「身体を社長、思考をマネージャーに」これは、禅の師匠から教わった言葉です。この発想を聞いて、思考が社長ではないかと思った方も多いと思います。なぜなら、私たちは学校で思考の大事さを学んできたからです。ビジネスでもスポーツでも思考を重視しがちです。過去のデータを分析し、今できる最善の策を検討する。リスクを減らし、成果を最大にするために、戦略や方法論を論理的に考えることが能力の高さとされています。

しかし、ゴルフで必要なのは前例にとらわれない創造性と直感を信じてやり抜く勇気。そして、創造性と直感は思考からではなく、身体から生まれるのです。なぜなら、身体は常に変化しており、いつも初心だからです。身体からの声を聴くというのは、禅やヨガなどに代表される、まさに古からの東洋の英知です。禅メンタルトレーニングでは、いかに身体と心の働きを融合させることが大事になります。

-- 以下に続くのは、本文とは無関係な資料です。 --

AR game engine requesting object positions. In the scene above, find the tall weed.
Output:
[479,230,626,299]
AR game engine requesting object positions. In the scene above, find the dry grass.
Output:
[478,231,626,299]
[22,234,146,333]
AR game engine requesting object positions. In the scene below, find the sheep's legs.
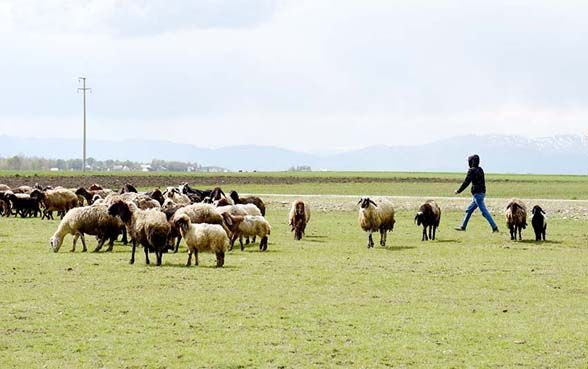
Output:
[368,231,374,249]
[216,251,225,268]
[92,237,106,252]
[174,235,182,254]
[80,233,88,252]
[69,233,80,252]
[259,236,267,251]
[129,240,137,264]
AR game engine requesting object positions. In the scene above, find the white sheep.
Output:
[357,197,396,248]
[175,214,229,268]
[49,204,124,252]
[223,212,272,251]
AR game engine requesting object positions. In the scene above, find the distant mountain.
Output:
[0,135,588,174]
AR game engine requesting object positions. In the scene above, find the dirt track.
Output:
[0,174,460,189]
[258,194,588,219]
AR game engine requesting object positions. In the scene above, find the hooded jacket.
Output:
[457,155,486,195]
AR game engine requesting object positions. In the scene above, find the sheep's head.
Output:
[531,205,545,215]
[295,201,304,217]
[30,189,47,200]
[174,214,190,236]
[49,236,63,252]
[357,197,378,209]
[108,200,132,223]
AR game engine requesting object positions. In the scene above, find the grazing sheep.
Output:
[504,199,527,241]
[223,212,272,251]
[357,197,396,248]
[31,188,79,219]
[414,200,441,241]
[229,191,265,216]
[288,200,310,241]
[531,205,547,241]
[175,214,229,268]
[119,183,139,195]
[171,203,229,253]
[108,200,171,265]
[49,205,124,252]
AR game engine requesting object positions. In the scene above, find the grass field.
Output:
[0,173,588,368]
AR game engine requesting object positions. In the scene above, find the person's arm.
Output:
[455,169,473,194]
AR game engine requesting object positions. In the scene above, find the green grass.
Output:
[0,208,588,368]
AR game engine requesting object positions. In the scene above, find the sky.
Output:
[0,0,588,152]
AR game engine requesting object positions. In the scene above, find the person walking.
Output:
[455,155,498,232]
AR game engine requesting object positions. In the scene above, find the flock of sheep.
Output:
[0,183,547,267]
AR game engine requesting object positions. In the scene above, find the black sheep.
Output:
[531,205,547,241]
[414,200,441,241]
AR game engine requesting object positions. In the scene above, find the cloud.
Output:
[0,0,588,149]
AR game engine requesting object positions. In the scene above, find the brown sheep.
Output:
[288,200,310,241]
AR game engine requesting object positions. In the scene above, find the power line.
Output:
[78,77,92,172]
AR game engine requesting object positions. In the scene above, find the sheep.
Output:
[163,188,192,205]
[0,190,12,217]
[31,188,79,219]
[49,205,124,252]
[504,199,527,241]
[119,183,139,195]
[175,214,229,268]
[357,197,396,248]
[172,204,229,253]
[288,200,310,241]
[531,205,547,241]
[75,187,112,205]
[229,191,265,216]
[223,212,272,251]
[108,200,171,265]
[12,186,33,194]
[5,192,41,218]
[414,200,441,241]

パターを絶対に入れなければと考えるほど、動きがぎこちなくなっていきます。それは入れなければという思考が、ヘッドを動かすために最低限必要な部分だけにフォーカスさせているからです。これでは、身体はスムーズに動きませんし、距離感も方向もずれていきます。動きがぎこちなくなるのは、身体と思考の順番が逆になっている証拠です。

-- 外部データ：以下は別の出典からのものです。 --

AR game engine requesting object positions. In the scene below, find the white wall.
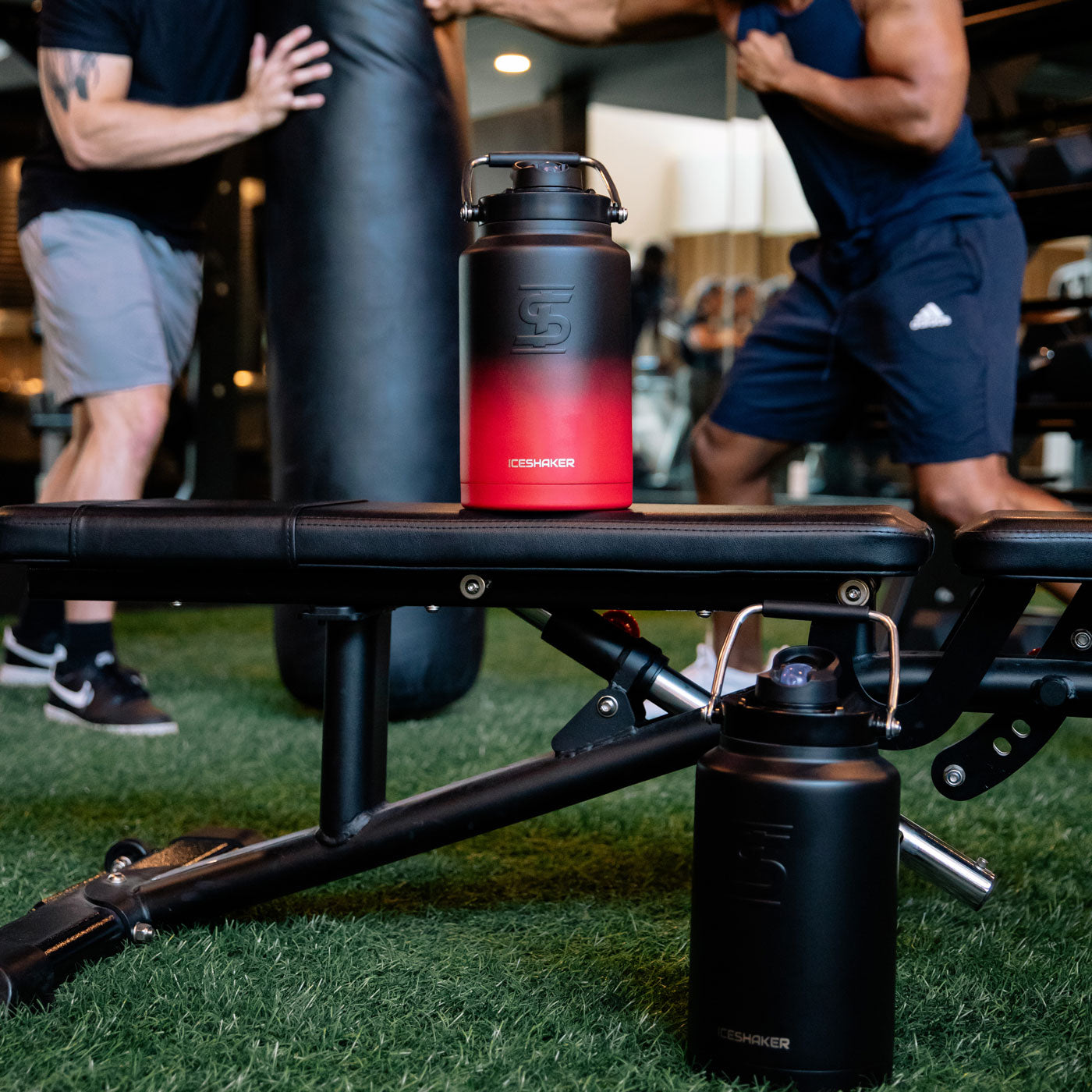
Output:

「身体ファースト」のプレーとは、まず身体感覚にフォーカスするということです。身体を感じるとは、背中や腰の微細な動き、下半身が地球に支えられているなどの感覚です。このときよくあるのは、一度外した思考からの声がすぐに戻ってくるということです。もっとヘッドを出したらいいよ。もっとゆっくり振らないと。ヘッドをまっすぐ上げよう。これはすべて思考からの言葉です。この言葉を聞いてしまうと、身体からの声は消えて、また思考ファーストのプレーに戻ってしまうのです。大事なことは、身体を感じ続けることです。すると、いろいろなことに気づき始めます。膝が硬くなっているかもしれません。あるいは、頭が動いているかもしれません。大事なことは直そうとしないこと。ただ、それを感じるだけでいいのです。

このメンタルトレーニングをやっていると、自然に身体全体でストロークするようになるので、思考による余分な働きは静まっていくのです。身体感覚にフォーカスすることで、身体自身が自分にとって最適なスイングやストロークを見いだしてくれるのです。

禅では調心、調息、調身という言葉があります。これは、心に任せるとおのずから心は整う、息に任せるとおのずから息は整う、身体に任せるとおのずから身体を整える働きが人間にはもともと備わっているという教えです。身体の働きを磨くのは、身体自身なのです。思考ファーストでは、身体の創造性を奪ってしまうのです。

一方で、思考には得意な働きがあります。風の向き、ピンの位置などコースのマネジメントは、思考が得意な領域です。身体感覚を結果につなげるには、社長を支えるいいサポート役が必要なのです。どんなにいいショットを打っても、マネジメントがしっかりしていないと、クラブを間違えたり、リスクを取りすぎて、大きなミスにつながる可能性があるからです。

ぜひ、身体ファースト、思考サポートで挑戦してみてください。